With lone theatre bookings and the ubiquitous Web presence for Must Read…, it appears that Lipsky is using the theatrical window to gain the media attention that creates all-important awareness. But not so fast! Lipsky disavows this notion. “Not true. The fact is that opening the right film in the right theatre at the right time in New York can result in a big success. A New York opening is critical to any film because of media exposure and because of the prestige of just having the film play New York.”

So how well did Gigantic’s ambitious strategy for Must Read After My Death work? For starters, getting the right film was critical, says Lipsky, and the film, written, produced and directed by Morgan Dews, a scion of the film’s troubled family, got very good response.

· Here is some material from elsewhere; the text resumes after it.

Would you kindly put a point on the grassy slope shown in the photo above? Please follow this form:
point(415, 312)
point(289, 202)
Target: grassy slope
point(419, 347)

The doc, a kind of Revolutionary Road meets a less toxic Capturing the Friedmans, affords an intimate, real-life look at a highly dysfunctional suburban Connecticut family in the late ’50s and ’60s. Largely a compilation of home movies and old audio tapes, the film didn’t exactly scream entitlement to big-screen exposure. Yet it had a respectable $6,500 opening weekend on the Quad screen, and, reminds Lipsky, it was the Oscar broadcast weekend.

Also crucial to the strategy was getting the media on board. Prior to the movie’s release, Lipsky had to wrestle with the fact that media coverage of indie films going to various platforms is in flux. For instance, some newspapers like The New York Times that have traditionally limited coverage just to theatrical openings are starting to recognize other platforms. So Lipsky and his team, reaching out to media in major markets across the country, pushed for such recognition.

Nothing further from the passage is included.